The ADD expects about 6 trillion won are needed to develop the KF-X, 8 trillion won for production and 9 trillion won for operation and maintenance costs.

“We’ve secured independent technologies enough to proceed with the KF-X,” Lee said. “Of the 432 technologies for developing an aircraft, we assess we’re only short of 48 items. Then we can push for the KF-X in cooperation with foreign partners.”

The ADD envisions KF-X Block 2 would have internal weapon bays, and Block 3 would feature further stealth improvements to the level of the B-2 bomber or F-35.

“The twin-engine design offers added space for new Korean-designed weapons and internal bays, but this feature will still be a notable design challenge,” said Kim Dae-young, a member of the Korea Defense and Security Forum, a private defense think tank.

Still, the Air Force prefers a twin-engine aircraft because of its flight safety and larger operational range.

“Normally, a twin-engine fighter features a larger combat range than that of a single-engine,” an Air Force officer said. “Obviously, it’s safer, too. Even though an engine quits in a twin, the pilot could prevent the airplane from going out of control.”

The Air Force believes an F-16-class fighter development is meaningless at the moment, as its regional rivals — Japan and China — are pushing ahead with air power modernization.

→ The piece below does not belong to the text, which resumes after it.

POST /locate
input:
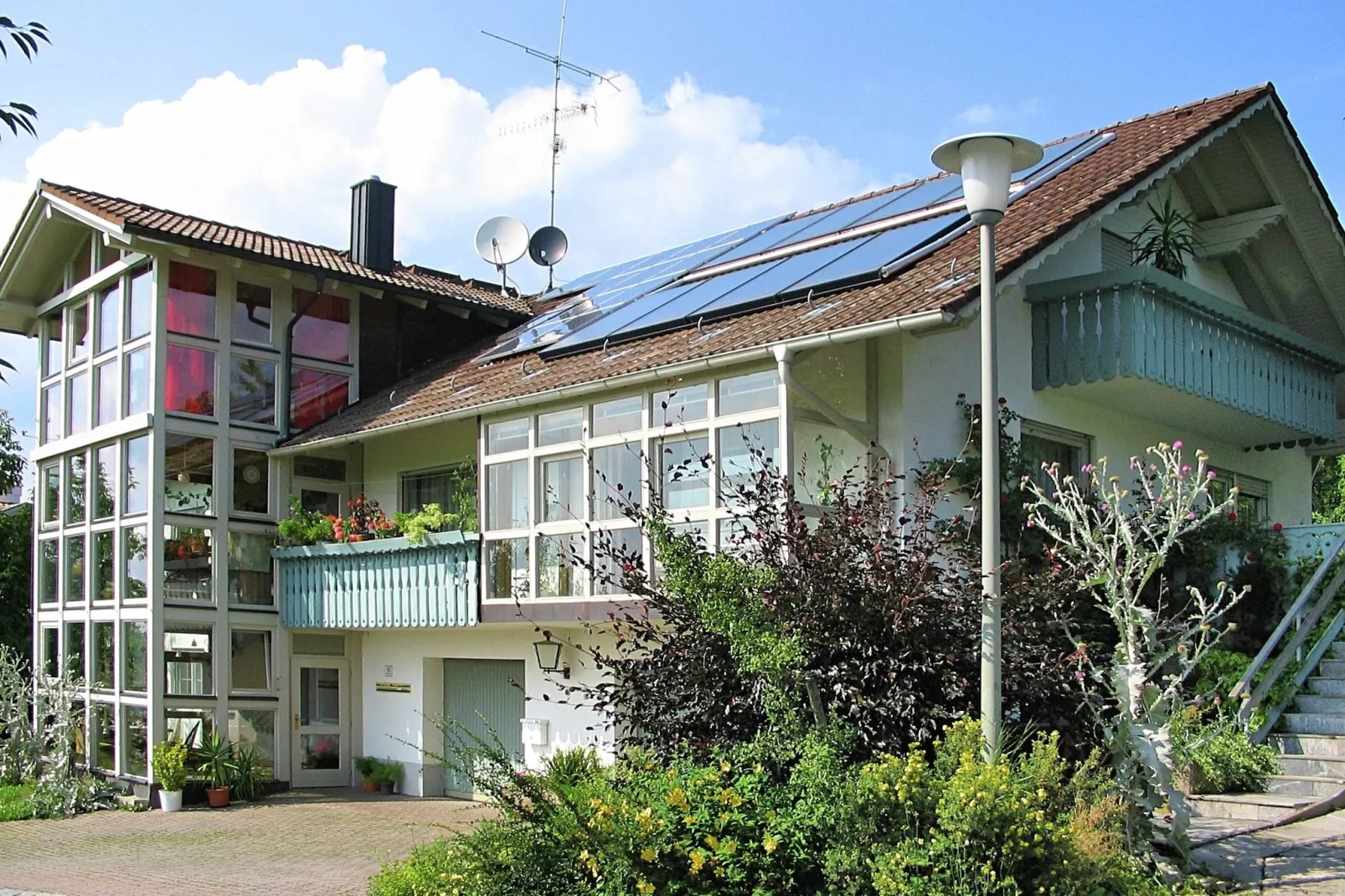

“The first deployment of the KF-X is to start in 2013 at the earliest. By that time, an F-16-class fighter will become an old model, definitely,” the officer said. “It’s meaningless to have that type of aircraft by the time neighboring countries are operating future-generation fighter fleets.”

DAPA spokesman Baek Yoon-hyung said, “We will listen to various opinions from different research institutes and experts before choosing KF-X specifications.”

The agency will hold a top executive meeting presided over by Defense Minister Kim Kwan-jin to finalize KF-X requirements, he added.

Indonesia is the only KF-X partner. It joined in June 2010 to bear 20 percent of the development costs.

Turkey is referred to as a potential partner, but there has been no tangible progress over the Seoul-Ankara discussions. Turkey is said to demand that it take more control over the project than a 20 percent share.